What if conservative management does not help?

If your problems persist after you’ve completed a course of physiotherapy and rehabilitation exercises, an injection may be therapeutic.
Ultrasound guided injectable treatment has been used to treat the pain and inflammation associated with osteoarthritis for decades, and it is especially helpful in the following scenarios:

  • Symptoms that last longer than three months
  • Symptoms that make it difficult to sleep
  • Symptoms that make it difficult for you to do daily tasks
  • Symptoms that make it difficult for you to work or engage in recreational activities
  • Symptoms that make it difficult for you to finish a physiotherapy rehabilitation programme

An injection is not a treatment in and of itself. According to research, an injection should be used in conjunction with physiotherapy to produce the best results. Joint Injection recommends starting therapy for midfoot osteoarthritis within two weeks of receiving your injection.

Patients tolerate musculoskeletal injections conducted under ultrasound guidance better, are more accurate, and have less post-injection problems than landmark injections, according to current evidence.

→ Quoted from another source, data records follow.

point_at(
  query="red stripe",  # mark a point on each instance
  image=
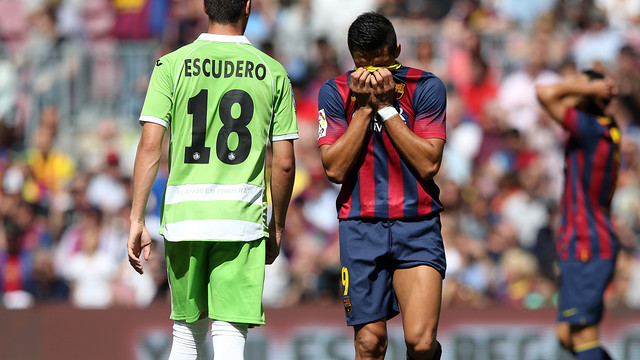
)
(583, 250)
(601, 155)
(396, 183)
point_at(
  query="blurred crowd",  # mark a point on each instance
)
(73, 75)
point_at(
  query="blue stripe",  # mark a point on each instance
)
(381, 176)
(355, 199)
(410, 192)
(573, 202)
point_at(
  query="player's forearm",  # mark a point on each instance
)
(339, 158)
(422, 155)
(145, 171)
(552, 97)
(282, 178)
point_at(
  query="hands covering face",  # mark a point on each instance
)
(377, 89)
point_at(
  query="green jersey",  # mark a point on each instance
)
(222, 100)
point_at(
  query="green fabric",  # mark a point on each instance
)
(223, 280)
(222, 101)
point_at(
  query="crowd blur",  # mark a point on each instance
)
(73, 75)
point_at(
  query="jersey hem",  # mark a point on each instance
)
(285, 137)
(152, 119)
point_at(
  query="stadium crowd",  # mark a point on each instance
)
(73, 75)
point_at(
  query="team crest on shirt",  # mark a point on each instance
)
(322, 124)
(347, 305)
(400, 90)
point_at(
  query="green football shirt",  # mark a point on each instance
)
(222, 100)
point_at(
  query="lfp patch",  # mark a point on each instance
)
(322, 124)
(347, 305)
(400, 90)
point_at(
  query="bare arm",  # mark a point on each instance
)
(144, 174)
(553, 97)
(339, 158)
(283, 170)
(423, 156)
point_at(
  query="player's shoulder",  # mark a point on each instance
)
(276, 68)
(419, 75)
(174, 57)
(424, 81)
(337, 83)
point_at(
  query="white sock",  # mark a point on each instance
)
(228, 340)
(188, 339)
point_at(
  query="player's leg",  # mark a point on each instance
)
(367, 285)
(418, 290)
(235, 295)
(228, 339)
(185, 260)
(581, 305)
(586, 343)
(370, 340)
(188, 339)
(563, 332)
(418, 248)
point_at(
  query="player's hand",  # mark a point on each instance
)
(360, 86)
(603, 88)
(383, 88)
(139, 241)
(273, 244)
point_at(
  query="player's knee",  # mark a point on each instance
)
(563, 334)
(371, 344)
(421, 343)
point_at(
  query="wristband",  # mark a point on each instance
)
(387, 112)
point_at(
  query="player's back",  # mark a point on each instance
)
(592, 161)
(383, 185)
(223, 97)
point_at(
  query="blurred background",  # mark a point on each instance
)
(73, 76)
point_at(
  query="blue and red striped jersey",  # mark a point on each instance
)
(381, 185)
(592, 161)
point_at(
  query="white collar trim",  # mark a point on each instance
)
(223, 38)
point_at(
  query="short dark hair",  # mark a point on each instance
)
(589, 104)
(224, 11)
(593, 75)
(371, 31)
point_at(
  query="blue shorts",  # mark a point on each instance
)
(372, 249)
(582, 286)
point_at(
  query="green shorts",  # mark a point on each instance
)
(223, 279)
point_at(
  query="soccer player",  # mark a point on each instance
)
(381, 135)
(587, 245)
(222, 100)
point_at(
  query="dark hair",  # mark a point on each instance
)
(224, 11)
(593, 75)
(370, 32)
(588, 103)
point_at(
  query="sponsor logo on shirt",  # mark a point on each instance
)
(322, 124)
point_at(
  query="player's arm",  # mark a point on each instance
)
(283, 170)
(339, 158)
(553, 98)
(144, 174)
(423, 156)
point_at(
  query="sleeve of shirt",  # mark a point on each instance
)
(284, 126)
(332, 122)
(159, 100)
(430, 105)
(570, 121)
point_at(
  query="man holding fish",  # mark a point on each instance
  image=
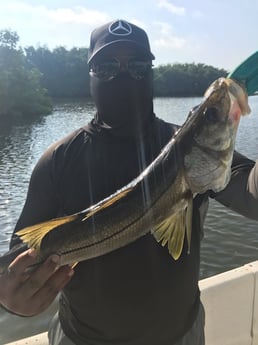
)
(144, 198)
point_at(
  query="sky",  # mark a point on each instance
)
(220, 33)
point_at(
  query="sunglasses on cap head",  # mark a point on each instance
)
(109, 68)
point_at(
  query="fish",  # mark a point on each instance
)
(196, 159)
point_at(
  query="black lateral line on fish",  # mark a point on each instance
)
(115, 233)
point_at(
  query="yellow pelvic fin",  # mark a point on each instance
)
(33, 235)
(172, 231)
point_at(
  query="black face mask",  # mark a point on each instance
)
(124, 105)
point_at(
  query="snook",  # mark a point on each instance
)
(196, 159)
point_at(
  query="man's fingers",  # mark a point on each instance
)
(37, 279)
(21, 263)
(44, 296)
(53, 286)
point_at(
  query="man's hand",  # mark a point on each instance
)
(29, 293)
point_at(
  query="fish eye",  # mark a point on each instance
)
(212, 114)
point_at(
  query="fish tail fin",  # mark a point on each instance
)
(172, 231)
(33, 235)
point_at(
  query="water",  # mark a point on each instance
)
(230, 239)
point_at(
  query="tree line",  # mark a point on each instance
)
(32, 78)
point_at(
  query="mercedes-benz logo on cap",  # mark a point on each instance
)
(120, 28)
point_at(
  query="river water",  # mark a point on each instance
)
(230, 239)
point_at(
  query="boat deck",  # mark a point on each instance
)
(231, 306)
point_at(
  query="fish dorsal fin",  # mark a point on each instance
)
(172, 231)
(33, 235)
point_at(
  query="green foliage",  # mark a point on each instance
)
(21, 94)
(65, 72)
(184, 80)
(26, 76)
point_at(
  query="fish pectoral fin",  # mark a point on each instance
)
(172, 232)
(33, 235)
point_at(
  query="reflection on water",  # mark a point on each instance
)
(230, 240)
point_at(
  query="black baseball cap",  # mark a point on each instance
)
(118, 31)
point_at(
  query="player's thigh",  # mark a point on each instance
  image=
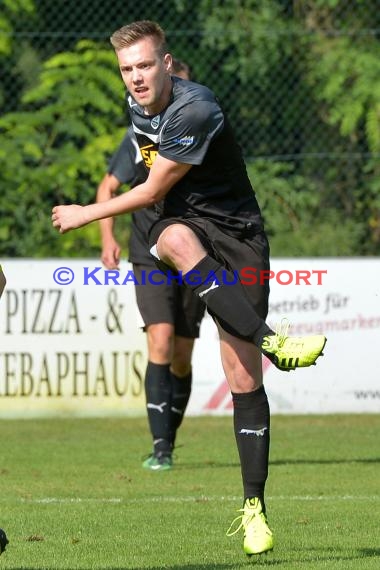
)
(156, 300)
(160, 337)
(242, 363)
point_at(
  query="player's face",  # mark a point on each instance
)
(146, 74)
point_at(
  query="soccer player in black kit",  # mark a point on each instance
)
(171, 313)
(210, 228)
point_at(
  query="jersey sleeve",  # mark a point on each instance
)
(123, 164)
(187, 134)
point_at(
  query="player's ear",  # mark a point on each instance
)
(168, 61)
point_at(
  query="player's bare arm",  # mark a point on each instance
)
(163, 175)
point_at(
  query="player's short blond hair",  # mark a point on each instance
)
(136, 31)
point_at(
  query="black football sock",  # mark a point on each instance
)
(158, 403)
(251, 424)
(181, 390)
(228, 302)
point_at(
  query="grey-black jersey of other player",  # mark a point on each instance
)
(193, 129)
(127, 166)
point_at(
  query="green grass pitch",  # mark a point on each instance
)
(74, 495)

This procedure employs diagnostic ultrasound to create real-time imaging of target tissue, allowing for visualisation of the needle tip and precise drug delivery to the source of your discomfort. Because there is only a few centimetres between the bones of the mid-foot joints, all foot injections at Joint Injections are done under ultrasound guidance for maximum impact.

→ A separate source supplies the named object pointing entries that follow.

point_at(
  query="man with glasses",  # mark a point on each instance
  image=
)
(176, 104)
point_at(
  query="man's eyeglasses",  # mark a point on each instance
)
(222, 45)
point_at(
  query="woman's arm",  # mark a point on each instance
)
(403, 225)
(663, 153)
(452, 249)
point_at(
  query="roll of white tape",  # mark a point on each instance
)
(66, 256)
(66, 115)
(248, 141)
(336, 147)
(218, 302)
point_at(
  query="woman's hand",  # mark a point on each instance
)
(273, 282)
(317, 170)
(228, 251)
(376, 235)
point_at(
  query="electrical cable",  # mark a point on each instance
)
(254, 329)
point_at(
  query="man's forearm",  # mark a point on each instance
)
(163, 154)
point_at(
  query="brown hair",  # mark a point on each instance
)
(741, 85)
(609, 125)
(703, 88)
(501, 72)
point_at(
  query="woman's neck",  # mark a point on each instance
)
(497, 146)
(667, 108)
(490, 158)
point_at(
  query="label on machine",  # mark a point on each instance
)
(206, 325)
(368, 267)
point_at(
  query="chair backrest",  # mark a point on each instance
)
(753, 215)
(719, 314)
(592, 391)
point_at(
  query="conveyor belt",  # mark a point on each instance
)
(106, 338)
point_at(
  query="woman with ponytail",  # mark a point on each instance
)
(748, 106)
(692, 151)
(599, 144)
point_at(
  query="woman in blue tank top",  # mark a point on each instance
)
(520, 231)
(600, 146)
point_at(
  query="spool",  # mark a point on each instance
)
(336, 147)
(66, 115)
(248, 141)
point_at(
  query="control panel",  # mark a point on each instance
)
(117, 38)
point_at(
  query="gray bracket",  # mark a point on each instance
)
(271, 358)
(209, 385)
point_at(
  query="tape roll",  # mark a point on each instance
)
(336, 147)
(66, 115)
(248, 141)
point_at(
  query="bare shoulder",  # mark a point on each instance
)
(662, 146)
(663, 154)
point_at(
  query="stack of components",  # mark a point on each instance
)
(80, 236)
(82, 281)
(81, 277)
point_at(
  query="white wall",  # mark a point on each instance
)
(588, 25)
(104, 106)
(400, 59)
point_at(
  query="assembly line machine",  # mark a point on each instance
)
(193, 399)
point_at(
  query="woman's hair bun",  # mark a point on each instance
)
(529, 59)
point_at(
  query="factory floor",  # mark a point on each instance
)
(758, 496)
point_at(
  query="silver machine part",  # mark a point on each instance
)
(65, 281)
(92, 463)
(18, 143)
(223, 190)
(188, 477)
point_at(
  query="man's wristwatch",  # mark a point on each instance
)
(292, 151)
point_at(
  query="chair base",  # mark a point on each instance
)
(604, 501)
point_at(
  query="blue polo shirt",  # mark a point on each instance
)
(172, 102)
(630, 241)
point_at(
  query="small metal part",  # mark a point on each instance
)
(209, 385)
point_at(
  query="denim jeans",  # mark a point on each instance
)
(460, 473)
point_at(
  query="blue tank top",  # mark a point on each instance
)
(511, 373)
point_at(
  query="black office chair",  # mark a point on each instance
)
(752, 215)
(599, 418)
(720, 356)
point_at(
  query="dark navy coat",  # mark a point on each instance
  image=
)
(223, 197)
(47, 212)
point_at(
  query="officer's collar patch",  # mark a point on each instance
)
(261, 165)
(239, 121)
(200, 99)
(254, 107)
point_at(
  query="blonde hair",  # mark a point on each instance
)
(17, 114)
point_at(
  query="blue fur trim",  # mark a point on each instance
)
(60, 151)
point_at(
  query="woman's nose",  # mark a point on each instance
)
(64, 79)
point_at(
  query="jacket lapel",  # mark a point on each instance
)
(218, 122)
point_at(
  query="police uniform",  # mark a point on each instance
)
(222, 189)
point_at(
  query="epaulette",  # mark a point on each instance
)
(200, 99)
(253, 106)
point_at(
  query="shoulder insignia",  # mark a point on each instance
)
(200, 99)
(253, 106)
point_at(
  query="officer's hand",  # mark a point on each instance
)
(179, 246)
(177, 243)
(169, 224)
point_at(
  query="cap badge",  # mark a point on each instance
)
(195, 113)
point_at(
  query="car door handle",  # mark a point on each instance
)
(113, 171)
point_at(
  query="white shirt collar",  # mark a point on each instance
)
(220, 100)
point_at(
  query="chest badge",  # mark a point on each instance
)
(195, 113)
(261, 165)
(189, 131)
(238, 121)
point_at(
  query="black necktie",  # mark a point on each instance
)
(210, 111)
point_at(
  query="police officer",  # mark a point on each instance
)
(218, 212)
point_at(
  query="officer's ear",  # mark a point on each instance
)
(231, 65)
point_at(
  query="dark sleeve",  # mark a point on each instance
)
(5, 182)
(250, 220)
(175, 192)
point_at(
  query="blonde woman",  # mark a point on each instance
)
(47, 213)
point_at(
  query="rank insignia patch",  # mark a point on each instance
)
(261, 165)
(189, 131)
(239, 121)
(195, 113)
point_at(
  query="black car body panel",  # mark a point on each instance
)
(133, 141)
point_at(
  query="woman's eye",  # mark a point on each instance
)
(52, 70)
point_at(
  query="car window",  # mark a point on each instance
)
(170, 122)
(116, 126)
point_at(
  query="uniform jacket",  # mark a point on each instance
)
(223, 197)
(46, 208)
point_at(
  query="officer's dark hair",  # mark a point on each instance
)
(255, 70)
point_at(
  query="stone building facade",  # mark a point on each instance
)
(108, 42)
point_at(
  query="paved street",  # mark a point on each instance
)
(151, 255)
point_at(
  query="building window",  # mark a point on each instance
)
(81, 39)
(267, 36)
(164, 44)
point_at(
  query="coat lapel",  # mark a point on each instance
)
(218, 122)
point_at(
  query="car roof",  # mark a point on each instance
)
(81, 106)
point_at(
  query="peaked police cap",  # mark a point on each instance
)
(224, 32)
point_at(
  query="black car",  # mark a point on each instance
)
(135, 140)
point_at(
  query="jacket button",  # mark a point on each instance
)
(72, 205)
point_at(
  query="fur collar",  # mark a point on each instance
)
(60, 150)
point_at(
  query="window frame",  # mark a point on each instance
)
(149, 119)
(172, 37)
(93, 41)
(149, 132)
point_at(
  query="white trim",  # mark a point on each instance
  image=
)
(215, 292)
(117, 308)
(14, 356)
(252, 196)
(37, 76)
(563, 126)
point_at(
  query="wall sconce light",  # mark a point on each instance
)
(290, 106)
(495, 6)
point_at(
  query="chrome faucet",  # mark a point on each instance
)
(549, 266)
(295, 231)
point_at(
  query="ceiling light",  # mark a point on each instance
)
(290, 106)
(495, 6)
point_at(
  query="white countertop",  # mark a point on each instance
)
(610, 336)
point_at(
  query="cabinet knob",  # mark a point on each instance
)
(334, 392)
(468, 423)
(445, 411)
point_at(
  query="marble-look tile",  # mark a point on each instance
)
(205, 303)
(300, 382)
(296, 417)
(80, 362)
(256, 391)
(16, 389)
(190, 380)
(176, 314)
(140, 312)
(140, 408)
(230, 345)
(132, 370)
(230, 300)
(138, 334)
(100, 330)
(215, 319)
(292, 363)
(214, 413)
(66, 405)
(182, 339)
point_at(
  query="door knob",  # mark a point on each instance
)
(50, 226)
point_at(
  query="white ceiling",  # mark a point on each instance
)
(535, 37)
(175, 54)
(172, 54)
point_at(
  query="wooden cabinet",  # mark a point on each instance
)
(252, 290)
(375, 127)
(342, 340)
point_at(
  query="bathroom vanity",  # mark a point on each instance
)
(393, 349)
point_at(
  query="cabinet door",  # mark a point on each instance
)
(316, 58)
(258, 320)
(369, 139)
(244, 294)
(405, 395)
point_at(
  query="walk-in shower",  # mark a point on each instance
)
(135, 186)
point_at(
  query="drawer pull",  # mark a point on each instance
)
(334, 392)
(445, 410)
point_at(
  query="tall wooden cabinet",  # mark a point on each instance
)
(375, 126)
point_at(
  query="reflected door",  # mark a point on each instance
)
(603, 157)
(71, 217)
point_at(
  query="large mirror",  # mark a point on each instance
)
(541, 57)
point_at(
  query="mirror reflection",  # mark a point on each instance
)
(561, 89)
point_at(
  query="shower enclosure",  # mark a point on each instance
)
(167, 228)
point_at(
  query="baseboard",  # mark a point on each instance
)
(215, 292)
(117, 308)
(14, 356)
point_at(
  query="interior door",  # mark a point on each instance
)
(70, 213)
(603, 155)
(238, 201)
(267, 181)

For the treatment of midfoot osteoarthritis, there are two ultrasound-guided injection options:

1. Corticosteroid injection guided by ultrasound

A corticosteroid is a powerful, injectable anti-inflammatory drug that has been used to effectively relieve pain and inflammation associated with osteoarthritis for decades. Before being injected under ultrasound imaging, a corticosteroid is mixed with a local short-acting analgesia. The use of ultrasonic imaging and a short-acting local anaesthetic allows for a precise and comfortable injection.

2. Hyaluronic acid injection guided by ultrasound

Hyaluronic acid is a synthetic version of hyaluronic acid, a naturally occurring molecule found in joints. It has been demonstrated to have potent anti-inflammatory qualities as well as providing joint lubrication. It is frequently used as an alternative to corticosteroids in the treatment of osteoarthritis when combined with a short-acting local anaesthetic.

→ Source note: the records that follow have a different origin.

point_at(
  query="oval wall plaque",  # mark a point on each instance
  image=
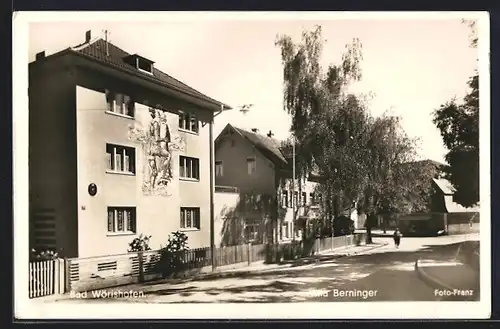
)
(92, 189)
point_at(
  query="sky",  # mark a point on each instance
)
(410, 66)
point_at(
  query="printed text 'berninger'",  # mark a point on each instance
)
(115, 293)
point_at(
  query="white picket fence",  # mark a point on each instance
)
(46, 278)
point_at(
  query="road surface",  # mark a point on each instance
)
(382, 274)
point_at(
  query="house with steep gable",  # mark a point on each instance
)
(116, 148)
(260, 167)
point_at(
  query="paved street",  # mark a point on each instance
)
(382, 274)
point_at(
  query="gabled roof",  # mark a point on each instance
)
(448, 190)
(96, 50)
(270, 147)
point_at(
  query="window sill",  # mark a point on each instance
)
(119, 115)
(120, 233)
(187, 179)
(115, 172)
(189, 229)
(188, 131)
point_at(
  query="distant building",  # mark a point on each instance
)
(117, 148)
(261, 168)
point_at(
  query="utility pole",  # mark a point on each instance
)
(106, 33)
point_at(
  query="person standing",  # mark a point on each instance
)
(397, 237)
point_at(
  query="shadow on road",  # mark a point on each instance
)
(389, 272)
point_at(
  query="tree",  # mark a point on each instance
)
(459, 127)
(315, 99)
(397, 183)
(360, 157)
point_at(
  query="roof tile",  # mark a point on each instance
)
(97, 50)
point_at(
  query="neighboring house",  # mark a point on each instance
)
(117, 148)
(445, 214)
(261, 168)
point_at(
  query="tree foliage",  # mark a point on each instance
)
(459, 127)
(362, 158)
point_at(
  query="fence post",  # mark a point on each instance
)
(249, 246)
(67, 278)
(59, 276)
(140, 254)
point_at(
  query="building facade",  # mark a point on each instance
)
(117, 149)
(261, 169)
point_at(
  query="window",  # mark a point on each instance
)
(190, 218)
(286, 228)
(144, 65)
(119, 104)
(219, 169)
(121, 220)
(120, 159)
(285, 199)
(189, 168)
(251, 166)
(251, 230)
(188, 121)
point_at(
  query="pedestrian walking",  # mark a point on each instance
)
(397, 237)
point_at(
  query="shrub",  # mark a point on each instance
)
(43, 255)
(141, 243)
(172, 255)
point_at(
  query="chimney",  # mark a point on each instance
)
(88, 36)
(40, 55)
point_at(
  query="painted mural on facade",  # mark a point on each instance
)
(158, 146)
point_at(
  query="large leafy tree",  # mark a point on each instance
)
(361, 158)
(458, 123)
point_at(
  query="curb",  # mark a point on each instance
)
(431, 281)
(224, 274)
(230, 274)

On all injections, Joint Injections can supply you with same-day service. A referral from your primary care physician is not required. You have the option to self-refer to our service. Our highly skilled doctors include fully licenced independent prescribers, physiotherapists, musculoskeletal sonographers, and injection therapists who can assess, diagnose, prescribe the best drug, and provide the injection all in the same session.

Joint Injection’s experts are dual-trained, highly specialised physiotherapists and musculoskeletal sonographers with extensive experience diagnosing all foot and ankle disorders. We provide a ‘one-stop’ clinic, which means you’ll get an examination, a diagnostic ultrasound, and, if necessary, an ultrasound-guided injection.